Office properties are performing very well in Los Angeles. The local job growth outpaces the national average. Office-based employment increased 2.2 percent and accounts for 4.5 million jobs in the area, says CPE. Asking prices continue rising and submarkets like the Jefferson Corridor report an uptick in development. While year-over-year new construction delivery declined, the amount under construction increased by 465 percent. The latest Los Angeles office report contains a closer look at the metropolitan area's first quarter performance and predicted trends.

Orange County

In the first quarter, delivery of new office properties like 400 Spectrum Center, may have temporarily bumped Orange County's vacancy rate in the most recent quarterly data, but overall the market is expected to remain vigorous during the year. Leasing rates across all property classes are steadily increasing and should continue along this trend even if activity declines slightly or remains consistent. The average asking lease rate reached $2.60 by the quarter’s end, even as vacancies increased.

San Francisco

Demand is outpacing available supply, pushing leasing rates skyward. The tech giants remain vital drivers in the San Francisco area's office space absorption. Competition is stiff: Facebook committed to the entire 181 Fremont Tower, while other tech brands like Dropbox and Salesforce prepare to move into their new San Francisco-based properties. All this movement means positive absorption for San Francisco real estate. View the first quarter performance.

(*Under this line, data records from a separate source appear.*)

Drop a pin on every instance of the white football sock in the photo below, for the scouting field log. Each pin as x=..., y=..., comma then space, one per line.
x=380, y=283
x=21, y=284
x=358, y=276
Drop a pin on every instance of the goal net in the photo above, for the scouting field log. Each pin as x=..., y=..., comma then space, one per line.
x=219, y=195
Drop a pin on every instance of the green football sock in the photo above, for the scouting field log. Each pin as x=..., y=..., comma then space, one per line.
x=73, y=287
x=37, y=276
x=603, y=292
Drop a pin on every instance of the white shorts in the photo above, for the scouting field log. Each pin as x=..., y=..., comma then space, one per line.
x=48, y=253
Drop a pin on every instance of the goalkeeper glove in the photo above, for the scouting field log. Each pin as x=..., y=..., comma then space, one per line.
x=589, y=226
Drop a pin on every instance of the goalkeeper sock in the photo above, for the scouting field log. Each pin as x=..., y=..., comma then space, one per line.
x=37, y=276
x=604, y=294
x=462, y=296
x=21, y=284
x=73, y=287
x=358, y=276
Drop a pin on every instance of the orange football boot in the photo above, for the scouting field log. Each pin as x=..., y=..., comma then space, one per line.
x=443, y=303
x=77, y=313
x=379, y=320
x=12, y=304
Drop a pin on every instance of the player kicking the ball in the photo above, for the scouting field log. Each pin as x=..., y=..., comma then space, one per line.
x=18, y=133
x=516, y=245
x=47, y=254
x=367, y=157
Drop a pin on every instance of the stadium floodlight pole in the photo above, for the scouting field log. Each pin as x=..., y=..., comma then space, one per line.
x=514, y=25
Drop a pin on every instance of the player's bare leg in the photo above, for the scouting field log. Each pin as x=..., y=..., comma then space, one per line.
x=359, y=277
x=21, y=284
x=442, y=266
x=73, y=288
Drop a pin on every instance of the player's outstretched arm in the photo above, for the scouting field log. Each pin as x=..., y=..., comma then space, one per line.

Employment growth and high confidence in the region's economy means Seattle's office property outlook is good even as the city debates new taxes. In the first quarter, vacancy dropped from 7.74 percent to 7.15 percent and should remain competitive into 2018. Even as Amazon's second headquarters hunt continues, the e-commerce retailer is a major player in the Seattle office space market. By no means is Amazon the only major influence on future absorption and new development: Microsoft might expand their Redmond campus, Apple is expanding its AI office footprint, and Alaska Airlines is growing its campus.

Silicon Valley

It's brisk business as usual in Silicon Valley, which posted robust numbers in the first quarter of 2018. Over 1 million square feet of office real estate was absorbed. Meanwhile, delivery of large new construction projects increased both leasing rates and vacancy numbers. One trend to note is companies shifting leases from Silicon Valley to less expensive locations outside Palo Alto and Mountain View.


Annual rent growth, investor activity, and technology expansion are benefiting the Portland office market. Even as leasing activity slowed slightly in the first quarter, and several large properties became vacant, big brands like We Work are striking large deals for office space. The local economy remains favorable with unemployment near record lows. Nearly 3 million square feet of office space was under construction and growth should stay stable for the near future.


Fundamentals are strong in Sacramento. The vacancy rate at the end of the first quarter hovered at 10.3 percent and is trending down. Demand is driving the area's leasing rates. The latest office market numbers for Sacramento shows Class A fully serviced buildings leasing rates are up to $2.25 /PSF and downtown properties are reaching record rates. Office property owners, investors, and tenants are attracted to Sacramento's accessibility and amenities. Market interest should continue well into 2018.


Expect continued growth in Phoenix. Unemployment remains under five percent, as it has since November 2015, and now the office space vacancy rates are at the lowest since 2008. While these vary highly by submarket, overall the region is witnessing an office space renaissance. Office space demand and leasing rates are steadily on the rise, as evidenced in our first quarter report.